同院は 8月29日に記者会見を開き、ビタミンDを乱用しないよう呼び掛けた。
ビタミンDは神経系において重要な役割を果たすことが分かっている。
研究に参加した同院分子・ゲノム医学研究所の荘志立研究員によれば、過去の研究でビタミンDの欠乏と認知症発症のリスクに関係があることが明らかになっており、因果関係ははっきりしていないものの、ビタミンDの補充によって認知症のリスクを下げようとする人も多くいるという。
今回の研究では、国民健康保険のデータベースを分析した。
認知症でない 65歳以上の高齢者 1万4648人を 2000年から 11年間追跡調査し、活性型ビタミンD3製剤のカルシトリオールの継続的な使用が認知症リスクに与える影響を調査した。
研究結果では、カルシトリオール 0.25マイクログラムを年間 146錠以上服用した人は、認知症を発症するリスクが非服用者の1.8倍だったことが分かった。

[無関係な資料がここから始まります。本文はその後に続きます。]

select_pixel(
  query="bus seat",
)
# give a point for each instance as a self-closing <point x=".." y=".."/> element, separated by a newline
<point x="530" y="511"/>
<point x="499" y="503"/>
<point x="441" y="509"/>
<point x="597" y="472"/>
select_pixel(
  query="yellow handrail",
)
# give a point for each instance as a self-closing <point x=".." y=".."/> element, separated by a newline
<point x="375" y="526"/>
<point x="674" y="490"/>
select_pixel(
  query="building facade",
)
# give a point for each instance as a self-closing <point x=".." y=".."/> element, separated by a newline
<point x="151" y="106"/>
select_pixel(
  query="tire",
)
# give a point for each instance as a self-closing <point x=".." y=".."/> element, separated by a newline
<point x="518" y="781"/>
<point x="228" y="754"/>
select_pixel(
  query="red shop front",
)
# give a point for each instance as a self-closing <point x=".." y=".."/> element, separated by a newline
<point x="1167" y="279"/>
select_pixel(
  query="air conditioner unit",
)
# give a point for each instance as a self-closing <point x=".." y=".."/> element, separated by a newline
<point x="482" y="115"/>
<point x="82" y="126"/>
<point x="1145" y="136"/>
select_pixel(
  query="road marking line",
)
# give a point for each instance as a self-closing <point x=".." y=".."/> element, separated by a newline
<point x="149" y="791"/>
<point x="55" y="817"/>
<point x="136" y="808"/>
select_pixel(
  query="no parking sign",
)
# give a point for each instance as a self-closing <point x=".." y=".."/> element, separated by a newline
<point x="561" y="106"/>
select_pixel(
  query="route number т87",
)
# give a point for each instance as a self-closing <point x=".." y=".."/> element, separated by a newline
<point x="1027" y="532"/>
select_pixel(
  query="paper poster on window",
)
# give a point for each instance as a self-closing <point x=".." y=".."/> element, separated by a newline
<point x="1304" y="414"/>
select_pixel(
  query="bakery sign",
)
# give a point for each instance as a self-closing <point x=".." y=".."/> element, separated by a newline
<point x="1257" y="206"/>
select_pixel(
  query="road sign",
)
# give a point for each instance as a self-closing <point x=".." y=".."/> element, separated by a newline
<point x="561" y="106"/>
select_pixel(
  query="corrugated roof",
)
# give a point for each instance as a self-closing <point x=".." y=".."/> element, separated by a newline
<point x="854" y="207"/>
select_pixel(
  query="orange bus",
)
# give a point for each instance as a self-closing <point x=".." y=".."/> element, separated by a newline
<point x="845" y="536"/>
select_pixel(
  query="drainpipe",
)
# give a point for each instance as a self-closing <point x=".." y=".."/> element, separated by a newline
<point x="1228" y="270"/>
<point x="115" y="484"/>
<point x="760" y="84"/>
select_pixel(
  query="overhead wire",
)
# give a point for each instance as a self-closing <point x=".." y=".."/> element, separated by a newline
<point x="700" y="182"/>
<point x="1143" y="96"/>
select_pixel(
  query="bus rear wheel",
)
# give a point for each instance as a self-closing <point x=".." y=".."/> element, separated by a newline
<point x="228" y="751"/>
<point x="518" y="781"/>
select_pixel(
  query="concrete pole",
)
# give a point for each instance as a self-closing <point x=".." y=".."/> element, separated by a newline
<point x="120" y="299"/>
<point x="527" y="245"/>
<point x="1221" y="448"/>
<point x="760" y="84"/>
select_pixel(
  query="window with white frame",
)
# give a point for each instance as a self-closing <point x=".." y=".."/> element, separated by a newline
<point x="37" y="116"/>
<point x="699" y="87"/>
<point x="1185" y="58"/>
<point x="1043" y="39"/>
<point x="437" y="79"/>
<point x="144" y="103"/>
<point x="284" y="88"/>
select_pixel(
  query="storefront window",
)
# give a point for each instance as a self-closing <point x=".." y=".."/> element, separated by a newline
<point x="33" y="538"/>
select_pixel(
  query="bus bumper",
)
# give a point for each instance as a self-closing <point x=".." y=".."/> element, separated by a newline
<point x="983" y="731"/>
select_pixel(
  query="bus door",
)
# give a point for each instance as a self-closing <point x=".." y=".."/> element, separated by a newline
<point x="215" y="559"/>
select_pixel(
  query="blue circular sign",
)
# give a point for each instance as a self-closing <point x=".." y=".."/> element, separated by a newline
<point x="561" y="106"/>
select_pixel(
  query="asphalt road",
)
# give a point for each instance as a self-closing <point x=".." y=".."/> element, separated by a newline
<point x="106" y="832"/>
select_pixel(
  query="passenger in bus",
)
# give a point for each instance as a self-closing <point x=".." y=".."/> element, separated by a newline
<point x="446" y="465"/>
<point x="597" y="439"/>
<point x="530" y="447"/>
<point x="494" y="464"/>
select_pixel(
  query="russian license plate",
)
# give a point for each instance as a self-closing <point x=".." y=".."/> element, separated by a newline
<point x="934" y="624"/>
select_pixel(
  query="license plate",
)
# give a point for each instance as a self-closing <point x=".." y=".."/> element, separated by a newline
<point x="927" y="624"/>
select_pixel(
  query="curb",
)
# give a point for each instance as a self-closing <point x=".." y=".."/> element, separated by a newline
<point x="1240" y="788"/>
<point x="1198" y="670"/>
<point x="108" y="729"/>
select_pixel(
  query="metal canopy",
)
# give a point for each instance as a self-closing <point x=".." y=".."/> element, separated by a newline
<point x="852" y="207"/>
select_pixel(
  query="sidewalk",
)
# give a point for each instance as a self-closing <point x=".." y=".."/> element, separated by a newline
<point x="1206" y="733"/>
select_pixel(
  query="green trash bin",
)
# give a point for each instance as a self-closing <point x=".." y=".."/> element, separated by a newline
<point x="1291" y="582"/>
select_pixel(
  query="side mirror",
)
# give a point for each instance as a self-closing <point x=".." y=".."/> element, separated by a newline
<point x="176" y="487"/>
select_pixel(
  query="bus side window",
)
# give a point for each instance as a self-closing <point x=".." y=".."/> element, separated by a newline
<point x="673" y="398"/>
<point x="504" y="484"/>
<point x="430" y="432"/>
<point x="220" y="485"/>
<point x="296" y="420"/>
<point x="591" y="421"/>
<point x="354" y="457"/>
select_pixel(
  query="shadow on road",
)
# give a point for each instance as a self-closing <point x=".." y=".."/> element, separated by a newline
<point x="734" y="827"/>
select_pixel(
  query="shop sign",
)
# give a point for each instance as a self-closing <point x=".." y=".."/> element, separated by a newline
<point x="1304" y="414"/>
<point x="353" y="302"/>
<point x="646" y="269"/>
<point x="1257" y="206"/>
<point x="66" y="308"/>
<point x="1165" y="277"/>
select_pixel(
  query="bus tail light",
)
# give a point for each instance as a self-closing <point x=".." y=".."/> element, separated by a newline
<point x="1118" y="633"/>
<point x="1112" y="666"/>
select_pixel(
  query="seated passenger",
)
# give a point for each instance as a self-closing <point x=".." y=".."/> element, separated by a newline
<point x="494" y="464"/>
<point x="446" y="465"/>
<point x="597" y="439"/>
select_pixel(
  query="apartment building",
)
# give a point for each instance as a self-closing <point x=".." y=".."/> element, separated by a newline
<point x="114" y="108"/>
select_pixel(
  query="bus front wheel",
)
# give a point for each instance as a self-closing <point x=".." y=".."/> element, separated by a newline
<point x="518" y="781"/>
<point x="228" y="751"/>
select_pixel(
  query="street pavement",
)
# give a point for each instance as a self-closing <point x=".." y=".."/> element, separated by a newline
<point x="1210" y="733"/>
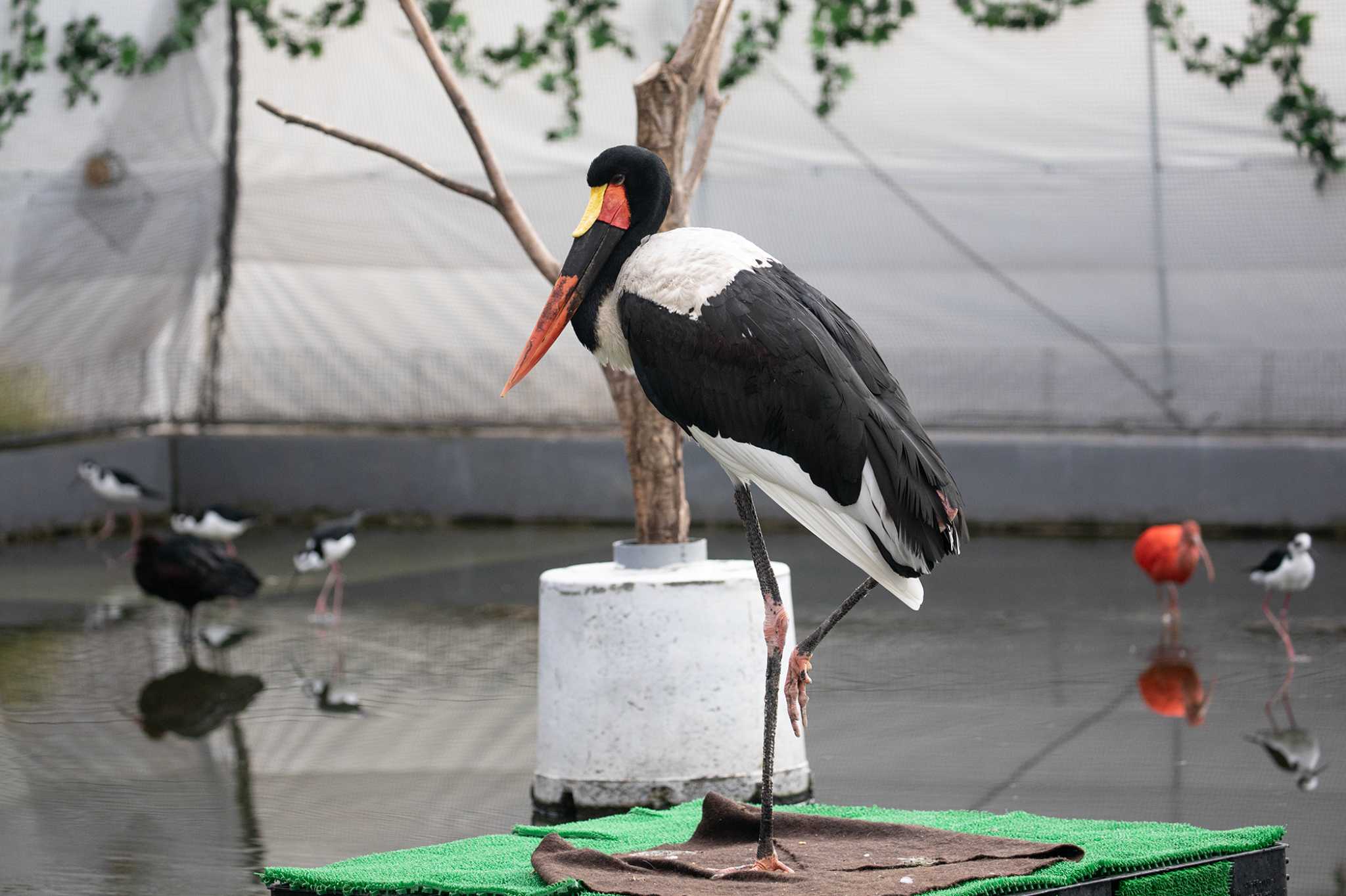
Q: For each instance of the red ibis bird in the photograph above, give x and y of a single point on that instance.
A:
(187, 571)
(1169, 554)
(776, 382)
(325, 549)
(1286, 570)
(116, 487)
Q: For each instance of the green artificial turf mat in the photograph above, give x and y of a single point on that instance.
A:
(1203, 880)
(499, 864)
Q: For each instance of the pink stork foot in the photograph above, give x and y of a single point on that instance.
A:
(769, 864)
(774, 625)
(796, 690)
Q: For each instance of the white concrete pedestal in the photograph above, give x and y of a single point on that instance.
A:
(649, 686)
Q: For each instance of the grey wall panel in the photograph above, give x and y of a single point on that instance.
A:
(1004, 478)
(35, 482)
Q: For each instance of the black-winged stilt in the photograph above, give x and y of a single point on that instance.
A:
(187, 571)
(216, 524)
(325, 549)
(1286, 570)
(774, 381)
(116, 487)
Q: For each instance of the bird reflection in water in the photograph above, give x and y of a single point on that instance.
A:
(193, 702)
(1170, 685)
(330, 694)
(1293, 748)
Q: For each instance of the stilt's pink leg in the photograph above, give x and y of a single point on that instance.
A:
(340, 590)
(109, 525)
(1282, 633)
(321, 607)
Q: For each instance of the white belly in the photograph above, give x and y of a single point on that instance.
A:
(109, 489)
(335, 549)
(845, 529)
(1293, 575)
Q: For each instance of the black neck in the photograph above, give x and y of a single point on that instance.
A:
(645, 221)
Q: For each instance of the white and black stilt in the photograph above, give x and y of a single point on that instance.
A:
(776, 382)
(330, 544)
(216, 522)
(1286, 571)
(116, 487)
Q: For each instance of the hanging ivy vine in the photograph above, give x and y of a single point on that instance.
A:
(26, 58)
(1279, 37)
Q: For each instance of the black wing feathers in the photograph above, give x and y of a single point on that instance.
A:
(1272, 562)
(131, 481)
(773, 362)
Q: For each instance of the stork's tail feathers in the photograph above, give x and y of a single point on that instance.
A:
(909, 591)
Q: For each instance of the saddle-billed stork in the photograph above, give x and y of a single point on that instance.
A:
(774, 381)
(1286, 570)
(1169, 553)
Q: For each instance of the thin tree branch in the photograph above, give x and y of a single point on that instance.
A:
(697, 33)
(419, 167)
(505, 202)
(714, 102)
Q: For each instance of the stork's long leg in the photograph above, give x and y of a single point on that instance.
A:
(773, 630)
(801, 661)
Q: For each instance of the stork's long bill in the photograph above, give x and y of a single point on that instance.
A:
(606, 218)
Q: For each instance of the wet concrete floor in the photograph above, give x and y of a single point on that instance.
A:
(1015, 688)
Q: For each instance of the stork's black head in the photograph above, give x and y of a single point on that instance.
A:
(629, 197)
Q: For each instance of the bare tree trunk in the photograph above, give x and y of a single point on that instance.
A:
(665, 97)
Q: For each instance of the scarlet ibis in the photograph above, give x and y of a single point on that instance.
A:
(1169, 556)
(193, 702)
(1286, 570)
(118, 487)
(325, 549)
(217, 524)
(187, 571)
(772, 378)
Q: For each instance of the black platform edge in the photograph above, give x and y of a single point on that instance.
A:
(1259, 872)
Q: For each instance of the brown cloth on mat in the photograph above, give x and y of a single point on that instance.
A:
(831, 857)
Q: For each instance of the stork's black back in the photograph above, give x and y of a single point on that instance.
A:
(186, 571)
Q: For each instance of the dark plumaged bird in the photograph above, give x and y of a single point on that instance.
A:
(116, 487)
(774, 381)
(1169, 554)
(214, 524)
(325, 549)
(187, 571)
(1286, 570)
(193, 702)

また、カルシトリオールを年間 146錠以上処方された認知症患者は、処方されなかった患者と比較して死亡リスクが2.17倍になることも分かったという。
アルツハイマー病モデルマウスを使った実験では、モデルマウスにビタミンDを投与すると大脳の病変を悪化させ、知能が退化することが明らかになったとしている。
荘研究員は、この研究結果はビタミンDの働きを完全に覆すものではないと強調。高齢者や認知症患者に対し、注意を促すものだとした。
これらの研究成果は、学術誌「Aging Cell」で発表されている。